3. JPMorgan Chase & Co. (NYSE:JPM)
Number of Hedge Fund Holders In Q3 2024: 105
Date of Cramer’s Comments: 9-10-24
Performance Since Then: 17.32%
JPMorgan Chase & Co. (NYSE:JPM) is a global banking giant with total assets worth a whopping $4.1 trillion. It also has one of the most diversified revenue streams among its peers. JPMorgan Chase & Co. (NYSE:JPM) earns 48% of its revenue through non-interest income, and within this dollar amount, 30% comes from asset management and investment banking. As a result, even if lower rates hurt JPMorgan Chase & Co. (NYSE:JPM)’s interest income, it can make up for the drop by benefiting from growth in capital markets. Investment banking led to a 4.4% share price jump in October when fees from the division grew by 31% during the third quarter. JPMorgan Chase & Co. (NYSE:JPM)’s shares also jumped by 11.5% after the November election. Here is what Cramer said in September:
“Today, Daniel Pinto, JPMorgan Chase & Co.’s President and Chief Operating Officer, lowered the boom on the optimists who desperately wanted to buy something other than tech. The big bank told us that things are less bullish than we thought. There isn’t as much capital markets activity as we’d hoped this quarter, and most importantly, the estimates for next year are too high because of a likely miss on net interest income.
“The key metric for banks, one that analysts expect to be good when rates are coming down, is net interest income. In short, JPMorgan Chase & Co. is going to miss the numbers next year. If the “beacon of finance” can’t make the estimates, how the heck will anyone else? So, the stock comes down 5%, at one point even uglier, and the rest of the banks roll over.

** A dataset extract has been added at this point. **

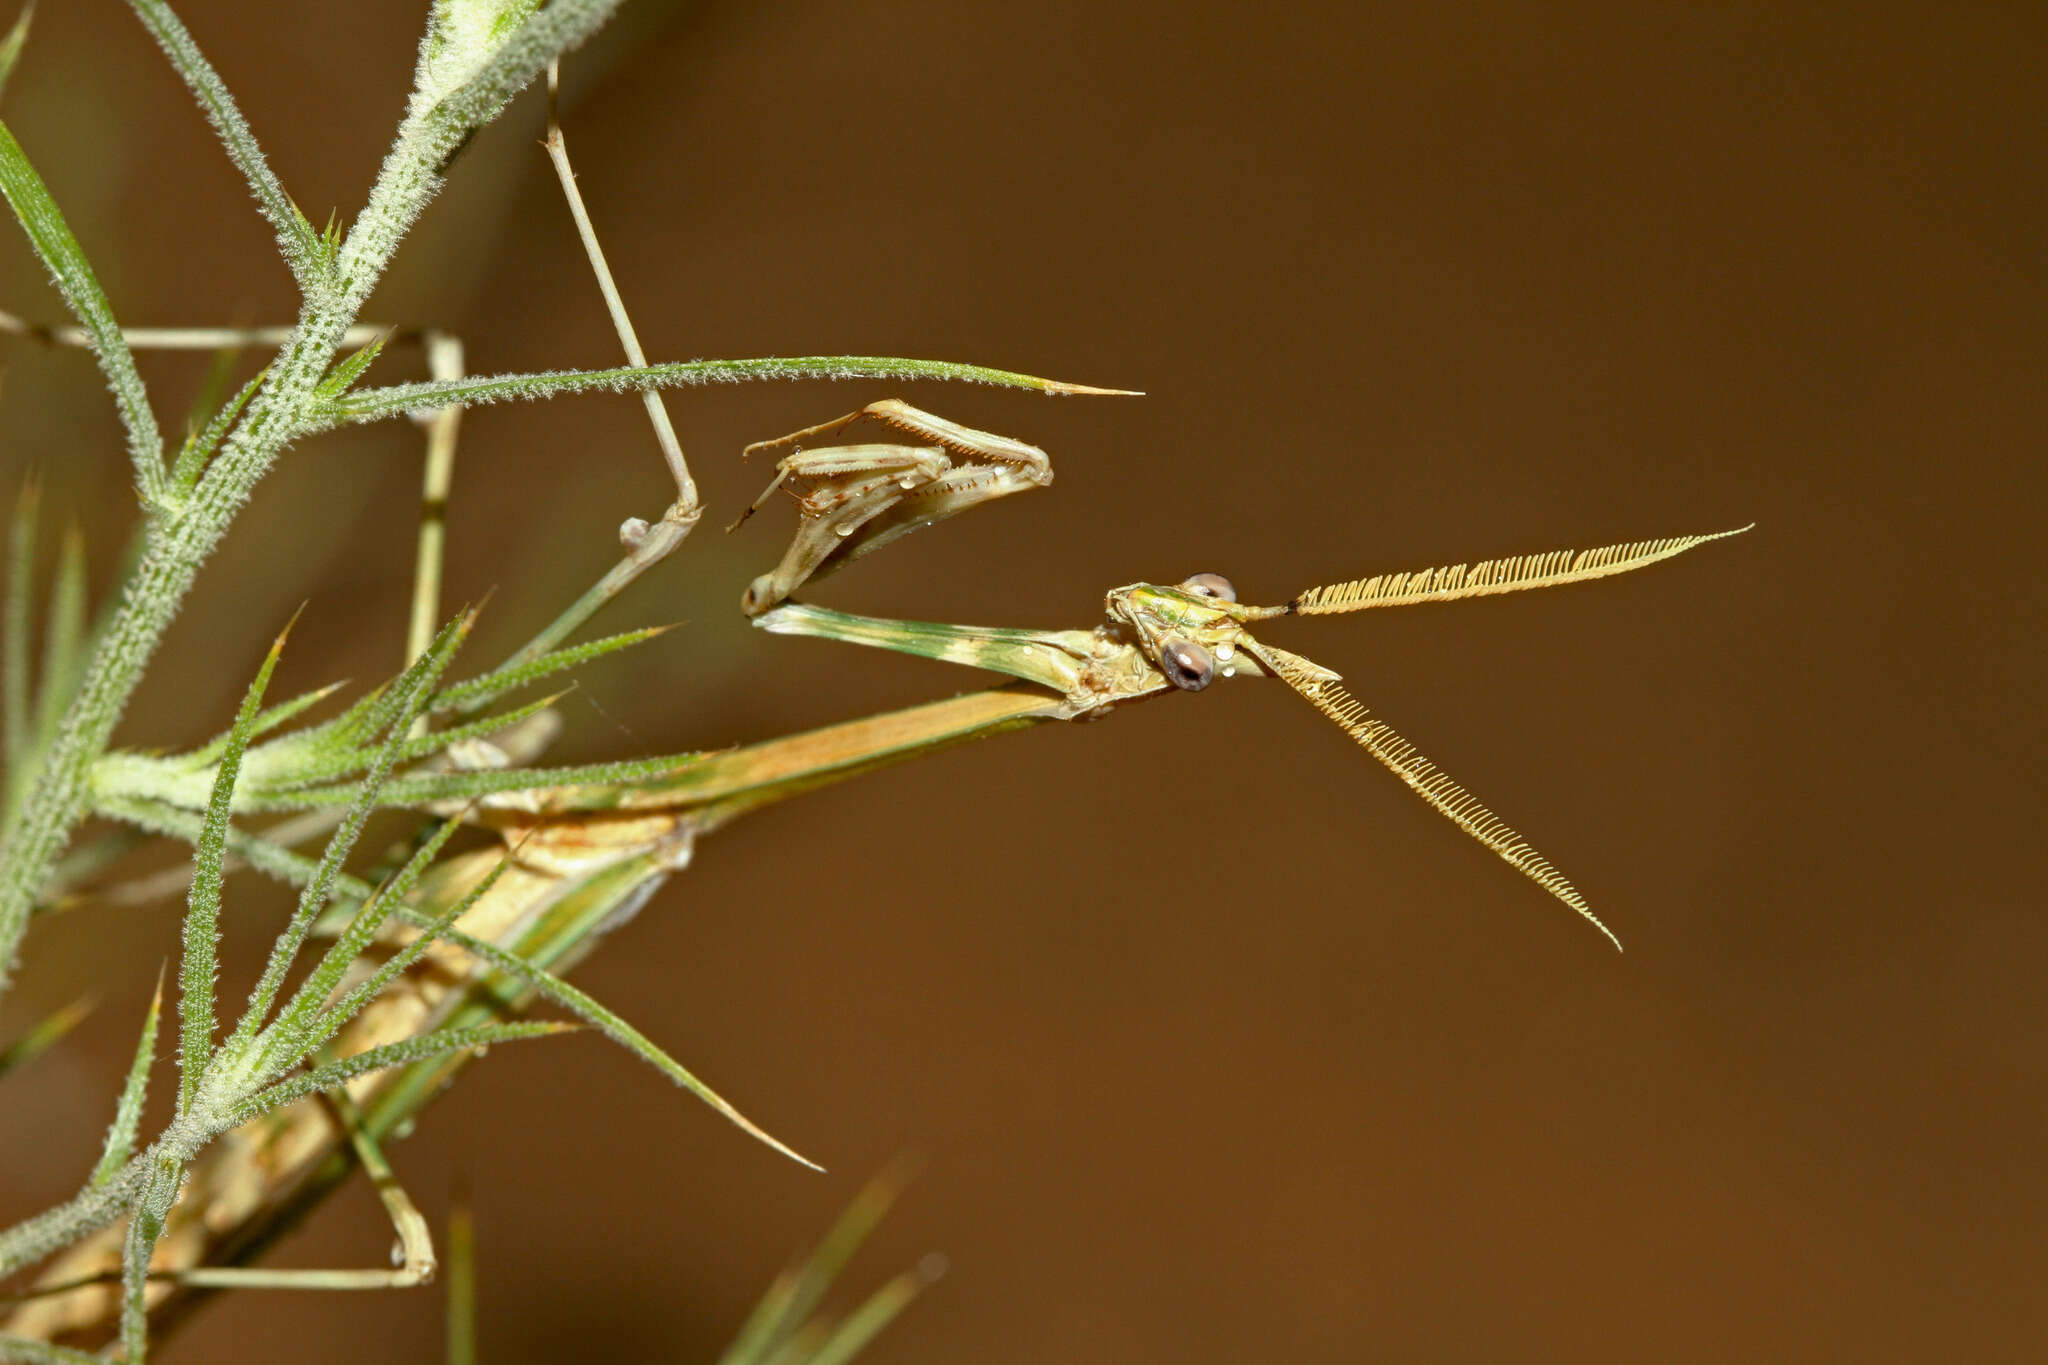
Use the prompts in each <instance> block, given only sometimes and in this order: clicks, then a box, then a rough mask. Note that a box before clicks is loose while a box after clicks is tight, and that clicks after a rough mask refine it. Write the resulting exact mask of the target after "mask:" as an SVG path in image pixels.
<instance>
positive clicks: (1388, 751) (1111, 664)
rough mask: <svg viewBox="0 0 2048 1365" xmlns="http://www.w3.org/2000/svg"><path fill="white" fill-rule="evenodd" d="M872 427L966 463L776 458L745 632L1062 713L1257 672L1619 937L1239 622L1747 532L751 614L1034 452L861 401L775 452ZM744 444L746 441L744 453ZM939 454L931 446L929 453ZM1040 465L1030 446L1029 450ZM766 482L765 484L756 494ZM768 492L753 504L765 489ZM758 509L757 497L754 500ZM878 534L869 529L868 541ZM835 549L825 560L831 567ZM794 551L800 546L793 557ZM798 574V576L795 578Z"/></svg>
mask: <svg viewBox="0 0 2048 1365" xmlns="http://www.w3.org/2000/svg"><path fill="white" fill-rule="evenodd" d="M864 415H868V417H879V420H883V422H887V424H889V426H895V428H899V430H907V432H913V434H920V436H928V434H934V432H942V434H944V438H946V442H944V444H946V448H948V450H954V452H961V454H967V456H971V458H975V460H979V463H977V465H967V467H965V469H946V467H944V465H942V467H940V471H942V473H938V475H936V477H926V479H909V477H903V479H895V481H893V483H891V479H893V475H895V473H897V471H903V469H905V467H907V460H909V456H911V454H913V448H899V446H846V448H823V450H807V452H799V454H801V456H805V458H803V463H801V465H799V463H795V458H797V456H793V458H791V460H784V471H782V473H780V475H778V481H782V479H784V477H788V475H801V477H803V479H805V487H801V489H793V491H795V493H797V501H799V508H801V512H799V532H797V546H793V553H791V557H786V559H784V561H782V567H780V569H778V571H776V573H774V575H764V577H760V579H756V581H754V587H750V589H748V598H745V602H743V604H741V606H743V610H745V612H748V614H752V616H756V622H754V624H756V626H762V628H764V630H772V632H778V634H815V636H823V639H834V641H848V643H854V645H872V647H879V649H895V651H901V653H911V655H926V657H932V659H944V661H948V663H965V665H971V667H983V669H993V671H999V673H1010V675H1012V677H1022V679H1026V681H1034V684H1040V686H1044V688H1051V690H1053V692H1057V694H1061V702H1063V704H1061V718H1077V716H1100V714H1106V712H1108V710H1110V706H1114V704H1116V702H1133V700H1139V698H1147V696H1159V694H1163V692H1169V690H1178V692H1200V690H1204V688H1208V686H1210V684H1212V681H1214V679H1217V677H1235V675H1239V673H1245V675H1268V677H1280V679H1282V681H1286V684H1288V686H1290V688H1292V690H1294V692H1298V694H1300V696H1303V698H1305V700H1307V702H1309V704H1311V706H1315V708H1317V710H1321V712H1323V714H1325V716H1329V718H1331V720H1333V722H1335V724H1337V726H1339V729H1343V733H1346V735H1350V737H1352V739H1354V741H1356V743H1358V745H1360V747H1362V749H1366V751H1368V753H1370V755H1372V757H1376V759H1378V761H1380V763H1384V765H1386V767H1391V769H1393V774H1395V776H1397V778H1401V780H1403V782H1405V784H1407V786H1409V788H1413V790H1415V794H1417V796H1421V798H1423V800H1427V802H1430V804H1432V806H1436V808H1438V810H1440V812H1442V814H1444V817H1448V819H1450V821H1452V823H1454V825H1458V829H1462V831H1466V833H1468V835H1473V837H1475V839H1479V841H1481V843H1483V845H1487V847H1489V849H1493V851H1495V853H1499V855H1501V857H1503V860H1507V864H1509V866H1513V868H1516V870H1520V872H1522V874H1526V876H1528V878H1530V880H1534V882H1536V884H1538V886H1542V888H1544V890H1548V892H1550V894H1552V896H1556V898H1559V900H1563V902H1565V905H1569V907H1571V909H1573V911H1577V913H1579V915H1581V917H1585V919H1587V921H1589V923H1591V925H1593V927H1595V929H1599V931H1602V933H1606V935H1608V941H1612V943H1614V945H1616V948H1620V945H1622V943H1620V939H1618V937H1614V933H1612V931H1610V929H1608V927H1606V925H1604V923H1602V921H1599V919H1597V917H1595V915H1593V911H1591V907H1589V905H1587V902H1585V896H1581V894H1579V890H1577V888H1575V886H1573V884H1571V882H1569V880H1567V878H1565V874H1561V872H1559V870H1556V868H1552V866H1550V862H1548V860H1546V857H1544V855H1542V853H1538V851H1536V849H1534V847H1530V843H1528V841H1526V839H1524V837H1522V835H1518V833H1516V831H1513V829H1511V827H1509V825H1507V823H1505V821H1501V819H1499V817H1497V814H1493V810H1489V808H1487V806H1485V804H1481V802H1479V800H1477V798H1475V796H1473V794H1470V792H1466V790H1464V788H1462V786H1458V784H1456V782H1454V780H1452V778H1450V776H1448V774H1444V772H1442V769H1440V767H1438V765H1436V763H1432V761H1430V759H1425V757H1423V755H1421V753H1419V751H1417V749H1415V745H1411V743H1407V741H1405V739H1401V737H1399V735H1397V733H1395V731H1393V726H1389V724H1386V722H1384V720H1380V718H1378V716H1374V714H1372V712H1368V710H1366V708H1364V706H1362V704H1360V702H1358V700H1356V698H1352V694H1348V692H1346V690H1343V688H1341V686H1339V675H1337V673H1333V671H1331V669H1325V667H1323V665H1319V663H1313V661H1309V659H1305V657H1300V655H1296V653H1290V651H1284V649H1278V647H1274V645H1264V643H1262V641H1257V639H1255V636H1253V634H1251V632H1249V626H1251V624H1253V622H1268V620H1276V618H1282V616H1329V614H1339V612H1362V610H1366V608H1378V606H1413V604H1419V602H1458V600H1462V598H1483V596H1493V593H1507V591H1526V589H1532V587H1563V585H1567V583H1583V581H1589V579H1597V577H1608V575H1614V573H1628V571H1632V569H1642V567H1649V565H1653V563H1657V561H1661V559H1671V557H1673V555H1683V553H1686V551H1690V548H1694V546H1700V544H1706V542H1708V540H1720V538H1724V536H1735V534H1741V532H1745V530H1749V526H1741V528H1737V530H1722V532H1710V534H1696V536H1669V538H1663V540H1638V542H1632V544H1610V546H1602V548H1593V551H1577V553H1573V551H1550V553H1546V555H1518V557H1509V559H1485V561H1479V563H1475V565H1444V567H1438V569H1417V571H1413V573H1380V575H1376V577H1368V579H1354V581H1350V583H1331V585H1327V587H1311V589H1309V591H1305V593H1298V596H1296V598H1292V600H1290V602H1286V604H1282V606H1243V604H1239V602H1237V589H1235V587H1233V585H1231V581H1229V579H1225V577H1223V575H1219V573H1196V575H1194V577H1190V579H1184V581H1182V583H1176V585H1159V583H1128V585H1124V587H1114V589H1110V593H1108V596H1106V598H1104V604H1102V608H1104V612H1106V616H1108V624H1106V626H1098V628H1094V630H1004V628H977V626H940V624H930V622H903V620H879V618H872V616H846V614H842V612H829V610H821V608H811V606H801V604H786V606H776V608H772V610H764V604H766V602H770V600H784V598H786V596H788V593H791V591H795V587H797V585H799V583H801V581H803V579H805V577H809V575H813V573H817V571H821V569H823V567H836V563H842V561H846V559H854V557H856V555H860V553H866V551H868V548H872V540H877V538H881V540H893V538H895V536H901V534H905V532H909V530H918V528H920V526H928V524H932V522H934V520H938V516H952V514H956V512H963V510H965V508H967V505H969V503H971V501H973V489H975V487H977V483H975V479H977V477H985V479H987V487H989V489H991V491H989V493H987V497H1001V495H1006V493H1012V491H1020V485H1018V481H1016V475H1014V473H1012V471H1014V469H1016V467H1018V454H1016V452H1018V450H1030V452H1036V448H1034V446H1022V444H1020V442H1014V440H1008V438H1001V436H989V434H987V432H975V430H971V428H961V426H956V424H950V422H944V420H940V417H932V415H930V413H920V411H918V409H913V407H909V405H907V403H901V401H883V403H872V405H868V407H864V409H860V411H856V413H850V415H846V417H840V420H838V422H831V424H825V426H819V428H809V430H807V432H799V434H797V436H786V438H782V442H764V444H770V446H772V444H784V442H795V440H799V438H803V436H813V434H819V432H836V430H840V428H844V426H848V424H850V422H856V420H858V417H864ZM750 448H752V446H750ZM934 454H938V452H934ZM1038 456H1040V458H1042V452H1038ZM1036 475H1038V477H1036V479H1034V483H1032V485H1042V483H1049V481H1051V469H1038V471H1036ZM938 479H946V481H952V485H954V487H946V489H944V495H942V499H940V501H938V503H936V508H932V505H928V503H926V501H924V499H926V497H928V491H926V489H928V487H932V485H934V483H936V481H938ZM772 491H774V485H770V493H772ZM764 497H766V495H764ZM756 505H758V503H756ZM877 528H881V530H879V532H877ZM836 546H844V553H842V555H840V557H838V559H829V557H831V553H834V548H836ZM799 548H801V551H803V553H801V555H799ZM799 569H803V573H799Z"/></svg>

“It gets worse. Last year, Pinto said the company was slated to spend between $1 billion and $2 billion on tech. This year, JPMorgan Chase & Co. is spending $2 billion, but a lot of that is related to cracking down on fraud. Great, that’s a deadweight loss for the bank—a must-spend with no real return on investment. There’s an opportunity for AI to help them cut costs, especially among the 100,000 to 250,000 people in call centers or doing other back-office jobs, what he calls “operational” roles. Now, many of these people will be “impacted”—which, I guess, is code for laid off. The rest will be part of what he calls “operational efficiencies,” meaning getting more productivity from the same people.
“The good news here is that at least JPMorgan Chase & Co. will have some lower expenses over the next three to five years. Given that everything else is going the wrong way, maybe someday, at some point, there will actually be a return on investment in AI. But you can’t just say that out loud because it would require admitting that a lot of “deadwood” is about to get chopped—and deadwood, of course, means people. Wall Street used to actually say stuff like that, but these days we come up with cleaner, more indirect euphemisms. “Hey, we don’t do layoffs anymore, we find efficiencies, we right-size the workforce.”